Many people have said that Sam Mendes’ latest forage into dark American suburbia in Revolutionary Road is how Leonardo DiCaprio and Kate Winslet’s characters from Titanic would be like had they have married in that film and Jack Dawson not met his effusive watery grave.

The film explores, from the very start, a broken relationship between the two brought on by banal life on the quiet Connecticut Revolutionary Road and both of them leaving behind the idealistic dreams of youth with DiCaprio’s Frank Wheeler in an uninspiring sales job and Winslet’s April Wheeler locked into the position of a housewife, briefly flirting with the world of theatre.

It is perhaps fitting that the opening scenes, culminating in a blazing row on an interstate roadside between the two, come after April feels she has failed in an amateur theatrical production. The movie feels like it has been adapted from a stage play rather than Richard Yates’ novel with bulleted delineated locations and intense dialogue.

But it is the smouldering argumentative scenes between the Wheeler’s that perhaps lead to a lack of fulfilment from the movie. While the feel is very Ingmar Bergman-esque with gloomy and dark emotions bubbling under the surface, the movie does not portray the wider framework of the marriage strongly enough to carry these off.

The focal point of the film comes when April seizes on a former conversation between the two when Frank describes Paris in passionate terms, discussing his presence there in the World War II. In an attempt to reignite their lives, April suggests they set about moving to the European city so Frank can discover his true calling in life.

This provides an interesting pathway and allows the story to grow through the reactions of Frank’s colleagues, a couple they’re friends with, their former estate agent (Kathy Bates in her element as an interfering matriarch) and the Wheeler’s two children.

It may come as a surprise that I had not referred to the children previously, especially as they fuel the destruction in Frank and April’s marriage with Frank questioning whether April actually loves her children at all.

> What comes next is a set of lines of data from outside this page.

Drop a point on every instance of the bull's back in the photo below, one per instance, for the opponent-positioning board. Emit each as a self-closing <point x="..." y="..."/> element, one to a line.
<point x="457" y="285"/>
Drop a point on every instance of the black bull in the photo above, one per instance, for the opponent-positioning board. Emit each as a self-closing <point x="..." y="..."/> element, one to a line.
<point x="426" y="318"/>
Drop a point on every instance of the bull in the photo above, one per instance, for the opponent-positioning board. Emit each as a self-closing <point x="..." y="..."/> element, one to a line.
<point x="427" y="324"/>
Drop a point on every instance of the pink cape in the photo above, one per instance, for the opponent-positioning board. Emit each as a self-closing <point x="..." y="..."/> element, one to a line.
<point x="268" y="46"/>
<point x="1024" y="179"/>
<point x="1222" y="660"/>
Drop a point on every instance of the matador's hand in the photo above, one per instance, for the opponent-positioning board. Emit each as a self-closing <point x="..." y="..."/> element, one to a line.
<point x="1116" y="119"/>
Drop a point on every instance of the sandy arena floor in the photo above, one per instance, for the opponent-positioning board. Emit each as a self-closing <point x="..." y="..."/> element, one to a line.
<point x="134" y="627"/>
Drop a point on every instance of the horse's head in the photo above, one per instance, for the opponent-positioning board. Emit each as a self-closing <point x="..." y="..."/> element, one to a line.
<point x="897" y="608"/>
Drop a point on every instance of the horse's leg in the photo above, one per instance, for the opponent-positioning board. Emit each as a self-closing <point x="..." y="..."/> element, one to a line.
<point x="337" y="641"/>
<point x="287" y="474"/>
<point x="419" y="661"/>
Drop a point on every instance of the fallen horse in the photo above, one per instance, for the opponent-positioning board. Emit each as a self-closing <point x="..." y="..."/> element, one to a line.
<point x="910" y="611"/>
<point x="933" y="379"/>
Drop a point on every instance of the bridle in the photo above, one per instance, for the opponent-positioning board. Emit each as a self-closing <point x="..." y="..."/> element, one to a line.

The children themselves barely feature, merely used as plot tools to bring the narrative forward. This would not be such a problem but without any form of internal narration from either of them the sense of the true relationship between April and her kids is unclear and makes this aspect feel isolated.

The cold hard realities of the failing marriage are spotted by the estate agent’s son, a mentally unstable man temporarily allowed out of an asylum, a notable performance from Michael Shannon, who frankly and with spite notices the hypocrisies and deterioration within the Wheelers romance.

The film uses set-pieces and the supporting cast to attempt to heighten the magnitude of admittedly bravely performed sequences between DiCaprio and Winslet, eventually reaching an engaging, though predictable, climax. While the movie is certainly not revolutionary in terms of its portrayal of a declining marriage (the television series Mad Men set in a similar suburban setting does this with much more care and intricacy), it is a solid piece of work from Mendes but cannot approach his seminal American Beauty. However, one is left longing for a greater insight into why and how the relationship has reached this point to provide much needed groundwork to the frequent marital disputes.